The value of SDR will be determined on the date the claim is presented to the Company in writing; and the value of the Goods for the purpose of this clause will be determined at the date when the Goods were shipped, or were supposed to have been shipped.
(B) Subject to clause 2(B) the Company shall not be liable under any circumstances for more than twice the amount of the Company’s charges as per the relevant contract, in respect of loss or damage arising out of failure to arrange delivery, or failure to deliver the goods in a reasonable time or (under special prior arrangement as per Clause 21) to comply to the agreed departure or arrival dates.
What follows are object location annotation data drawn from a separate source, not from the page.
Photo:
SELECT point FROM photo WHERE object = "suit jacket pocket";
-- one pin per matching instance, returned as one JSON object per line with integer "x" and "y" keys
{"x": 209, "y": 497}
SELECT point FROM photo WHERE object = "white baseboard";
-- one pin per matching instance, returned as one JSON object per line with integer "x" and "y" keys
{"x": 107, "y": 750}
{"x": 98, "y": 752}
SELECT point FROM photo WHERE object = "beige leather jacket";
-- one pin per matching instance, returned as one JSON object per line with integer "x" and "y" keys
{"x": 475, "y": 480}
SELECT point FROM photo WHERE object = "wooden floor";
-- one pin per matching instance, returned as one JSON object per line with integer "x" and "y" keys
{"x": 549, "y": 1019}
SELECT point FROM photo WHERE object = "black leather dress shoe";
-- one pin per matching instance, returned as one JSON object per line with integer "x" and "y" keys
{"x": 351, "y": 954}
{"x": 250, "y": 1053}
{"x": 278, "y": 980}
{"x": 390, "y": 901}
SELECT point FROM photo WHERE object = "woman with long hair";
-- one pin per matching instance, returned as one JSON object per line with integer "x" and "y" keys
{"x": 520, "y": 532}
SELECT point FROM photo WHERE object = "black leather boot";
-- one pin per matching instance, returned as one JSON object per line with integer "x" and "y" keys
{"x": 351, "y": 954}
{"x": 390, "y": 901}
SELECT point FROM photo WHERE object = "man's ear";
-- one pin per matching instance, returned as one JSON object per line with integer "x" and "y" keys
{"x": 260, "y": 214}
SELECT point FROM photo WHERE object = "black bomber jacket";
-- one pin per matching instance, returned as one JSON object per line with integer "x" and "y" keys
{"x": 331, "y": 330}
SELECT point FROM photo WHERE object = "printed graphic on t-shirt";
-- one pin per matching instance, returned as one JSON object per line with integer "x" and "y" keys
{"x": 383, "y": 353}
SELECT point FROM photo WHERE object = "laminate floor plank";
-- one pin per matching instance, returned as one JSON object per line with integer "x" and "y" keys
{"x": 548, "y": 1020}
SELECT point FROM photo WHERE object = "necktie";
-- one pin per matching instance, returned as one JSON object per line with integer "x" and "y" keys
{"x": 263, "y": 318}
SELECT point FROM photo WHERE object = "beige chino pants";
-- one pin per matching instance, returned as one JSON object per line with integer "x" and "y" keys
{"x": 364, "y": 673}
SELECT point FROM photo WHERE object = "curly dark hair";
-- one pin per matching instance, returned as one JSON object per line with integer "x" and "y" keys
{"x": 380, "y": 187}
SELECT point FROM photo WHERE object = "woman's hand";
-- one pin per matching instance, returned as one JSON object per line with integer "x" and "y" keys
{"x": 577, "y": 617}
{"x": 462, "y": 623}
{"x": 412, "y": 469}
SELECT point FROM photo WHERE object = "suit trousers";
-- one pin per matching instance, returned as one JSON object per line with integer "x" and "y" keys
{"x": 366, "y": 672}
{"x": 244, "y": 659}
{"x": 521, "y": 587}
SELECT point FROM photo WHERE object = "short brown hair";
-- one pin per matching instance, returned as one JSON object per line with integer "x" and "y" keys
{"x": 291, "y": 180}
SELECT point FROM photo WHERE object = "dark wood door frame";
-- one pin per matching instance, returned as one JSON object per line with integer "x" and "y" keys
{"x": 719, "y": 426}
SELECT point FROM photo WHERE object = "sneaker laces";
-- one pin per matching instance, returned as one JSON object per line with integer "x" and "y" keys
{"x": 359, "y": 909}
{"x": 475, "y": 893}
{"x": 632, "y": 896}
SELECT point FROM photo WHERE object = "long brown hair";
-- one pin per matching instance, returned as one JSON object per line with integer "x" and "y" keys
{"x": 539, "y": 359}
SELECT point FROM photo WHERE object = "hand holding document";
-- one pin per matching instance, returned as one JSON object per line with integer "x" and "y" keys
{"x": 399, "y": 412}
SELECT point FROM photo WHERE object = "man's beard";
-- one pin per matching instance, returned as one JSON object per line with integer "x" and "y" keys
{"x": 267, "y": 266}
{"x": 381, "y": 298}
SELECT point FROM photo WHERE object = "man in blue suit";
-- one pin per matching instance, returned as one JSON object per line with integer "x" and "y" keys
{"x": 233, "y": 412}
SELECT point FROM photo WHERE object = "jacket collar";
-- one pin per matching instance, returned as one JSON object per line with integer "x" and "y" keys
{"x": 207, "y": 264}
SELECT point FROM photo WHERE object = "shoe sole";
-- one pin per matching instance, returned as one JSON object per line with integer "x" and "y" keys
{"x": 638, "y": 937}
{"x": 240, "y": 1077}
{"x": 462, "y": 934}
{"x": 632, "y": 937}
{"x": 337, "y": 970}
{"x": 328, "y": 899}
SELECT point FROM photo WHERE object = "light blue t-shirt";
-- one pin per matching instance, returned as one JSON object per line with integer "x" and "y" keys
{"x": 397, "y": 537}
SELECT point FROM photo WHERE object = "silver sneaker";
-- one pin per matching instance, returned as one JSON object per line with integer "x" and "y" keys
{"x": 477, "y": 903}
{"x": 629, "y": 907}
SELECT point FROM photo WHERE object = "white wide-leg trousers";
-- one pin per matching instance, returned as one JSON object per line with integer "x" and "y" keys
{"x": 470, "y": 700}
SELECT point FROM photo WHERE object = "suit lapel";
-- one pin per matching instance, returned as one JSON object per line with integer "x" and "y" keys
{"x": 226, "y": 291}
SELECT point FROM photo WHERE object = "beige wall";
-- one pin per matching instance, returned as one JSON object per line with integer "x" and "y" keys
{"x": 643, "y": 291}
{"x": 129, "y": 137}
(C) Subject to 2(B) above and save for in respect of loss or damage as referred in sub-clause (B), the Company shall under no circumstance be liable for consequential or indirect loss including but not limited to loss of profit, loss of market, or as a result of delay or divergence, in whatever way caused.
23 (A)The Customer has 14 days to lodge a claim with the Company in writing following the date that the Customer has become or should have reasonably become aware of the circumstance or occurrence supposed to give rise to such a claim. If the Customer has not notified the Company in writing within this time period, any such claim will be considered waived and absolutely void.
(B) Notwithstanding the provision of sub-clause (A) The Company shall be discharged of all liability whatsoever and howsoever arising in respect of any service provided for the customer, or which the company has undertaken to provide, unless suit be bought and written notice thereof given to the company within nine months from the date of the event or occurrence alleged to give rise to a cause of action against the company.
24. These Terms and Conditions may not be varied in any way without the express prior written consent of a Company representative lawfully authorised to do so.
25. These Terms and Conditions and any act or contract to which they apply shall be governed by the legislation of the Azerbaijan Republic and any dispute arising out of any act or contract to which these Terms and Conditions apply shall be subject to the exclusive jurisdiction of the Azerbaijani courts.